The drastic change of the Cu(II) binding mode on going from neutral to weakly acidic conditions suggests that the micro-environmental pH in the brain cell regulates the Cu(II) affinity of the prion protein, which is supposed to undergo pH changes in the pathway from the cell surface to endosomes. The intermolecular His(N(tau))-Cu(II)-His(N(tau)) bridge may be related to the aggregation of prion protein in the pathogenic form.
Comment (webmaster): There have been numerous studies of isolated repeats and copper; no studies of copper in the intact repeat domain (pre-106) nor in native protein. This paper is remarkable for the inter-molecular bridging reported and for the modest pH change bringing this about. pH has been studied before so it is not immediately clear why this phenomenon was not seen earlier. Copper bridging makes no real sense in the pathology: the repeat region is inessential for this and the aggregate has been known for decades to be a classical cross-beta amyloidosis. However there could be a role here in normal function.
Liu JJ, Lindquist S Nature 1999 Aug 5;400(6744):573-6The yeast [PSI+] element represents a new type of genetic inheritance, in which changes in phenotype are transmitted by a 'protein only' mechanism reminiscent of the 'protein-only' transmission of mammalian prion diseases. The underlying molecular mechanisms for both are poorly understood and it is not clear how similar they might be. Sup35, the [PSI+] protein determinant, and PrP, the mammalian prion determinant, have different functions, different cellular locations and no sequence similarity; however, each contains five imperfect oligopeptide repeats-PQGGYQQYN in Sup35 and PHGGGWGQ in PrP. Repeat expansions in PrP produce spontaneous prion diseases.

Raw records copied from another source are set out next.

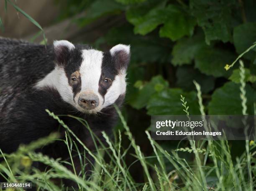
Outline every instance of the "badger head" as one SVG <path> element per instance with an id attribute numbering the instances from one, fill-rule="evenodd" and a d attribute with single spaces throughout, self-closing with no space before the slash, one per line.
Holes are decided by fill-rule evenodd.
<path id="1" fill-rule="evenodd" d="M 118 44 L 105 52 L 82 47 L 55 41 L 55 68 L 36 86 L 53 87 L 79 111 L 95 113 L 124 97 L 130 46 Z"/>

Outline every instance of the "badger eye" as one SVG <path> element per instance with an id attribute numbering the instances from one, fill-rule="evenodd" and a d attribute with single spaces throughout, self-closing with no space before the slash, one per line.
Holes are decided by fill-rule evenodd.
<path id="1" fill-rule="evenodd" d="M 110 82 L 111 81 L 111 80 L 108 78 L 105 78 L 104 80 L 103 80 L 103 81 L 105 83 L 109 82 Z"/>

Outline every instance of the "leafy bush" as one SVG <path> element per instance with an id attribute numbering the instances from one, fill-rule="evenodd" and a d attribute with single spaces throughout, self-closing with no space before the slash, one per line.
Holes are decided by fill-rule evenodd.
<path id="1" fill-rule="evenodd" d="M 53 183 L 56 178 L 75 181 L 81 190 L 255 190 L 255 141 L 156 143 L 147 131 L 147 138 L 141 133 L 149 126 L 151 115 L 186 115 L 184 111 L 190 115 L 255 114 L 254 1 L 61 2 L 59 20 L 85 12 L 85 16 L 74 21 L 81 27 L 102 17 L 125 15 L 124 22 L 110 28 L 93 45 L 100 48 L 106 44 L 131 45 L 127 107 L 123 110 L 127 123 L 118 111 L 121 120 L 115 142 L 103 133 L 108 147 L 102 145 L 95 153 L 89 152 L 96 161 L 89 180 L 65 168 L 62 164 L 67 161 L 54 160 L 33 151 L 53 141 L 57 137 L 54 135 L 5 155 L 0 172 L 8 175 L 9 181 L 31 181 L 38 189 L 54 191 L 67 189 Z M 242 56 L 244 66 L 241 64 L 238 69 L 233 61 Z M 49 113 L 66 129 L 64 141 L 72 150 L 69 135 L 72 132 L 57 116 Z M 88 151 L 86 145 L 82 146 Z M 131 162 L 130 148 L 134 151 Z M 82 160 L 84 155 L 77 154 Z M 49 168 L 40 172 L 31 166 L 32 161 Z M 73 164 L 68 164 L 74 168 Z M 142 180 L 136 178 L 136 173 Z"/>
<path id="2" fill-rule="evenodd" d="M 67 1 L 73 7 L 80 3 Z M 180 114 L 175 105 L 181 92 L 195 102 L 195 80 L 202 87 L 207 113 L 238 114 L 241 110 L 227 103 L 240 105 L 237 66 L 228 71 L 224 67 L 256 41 L 256 6 L 251 0 L 97 0 L 77 22 L 83 27 L 101 17 L 125 14 L 126 22 L 110 28 L 95 44 L 131 45 L 127 100 L 132 107 L 146 107 L 148 114 Z M 256 99 L 256 51 L 243 57 L 251 106 Z M 223 92 L 228 93 L 226 98 L 219 95 Z M 191 114 L 198 113 L 197 107 L 191 104 Z"/>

Here we show that replacing the wild-type SUP35 gene with a repeat-expansion mutation induces new [PSI+] elements, the first mutation of its type among these newly described elements of inheritance. In vitro, fully denatured repeat-expansion peptides can adopt conformations rich in beta-sheets and form higher-order structures much more rapidly than wild-type peptides. Our results provide insight into the nature of the conformational changes underlying protein-based mechanisms of inheritance and suggest a link between this process and those producing neurodegenerative prion diseases in mammals.
Comment (webmaster): The paper looks at a double deletion and a double insertion, finding that only the latter lead to the phenotype. While there is no harm in this for yeast, no analogy to the repeat situation in mammalian prion exists despite claims made in the paper. First, the repeat region can be deleted altogether and prion disease can still occur in animal models. Second, the repeat region is typically clipped and missing from in vivo amyloid. Third, two extra repeats is not associated with enhanced risk for CJD, and fourth, the goat double deletion is accompanied by a significant point mutation and only one heterozygous goat showed an increased incubation period when exposed to full repeat sheep agent also missing the point mutation (so simply attributable to interference and under-production. The bottom line is that the yeast system has nothing more in common with mammalian prion than any of the other 25 amyloidoses do.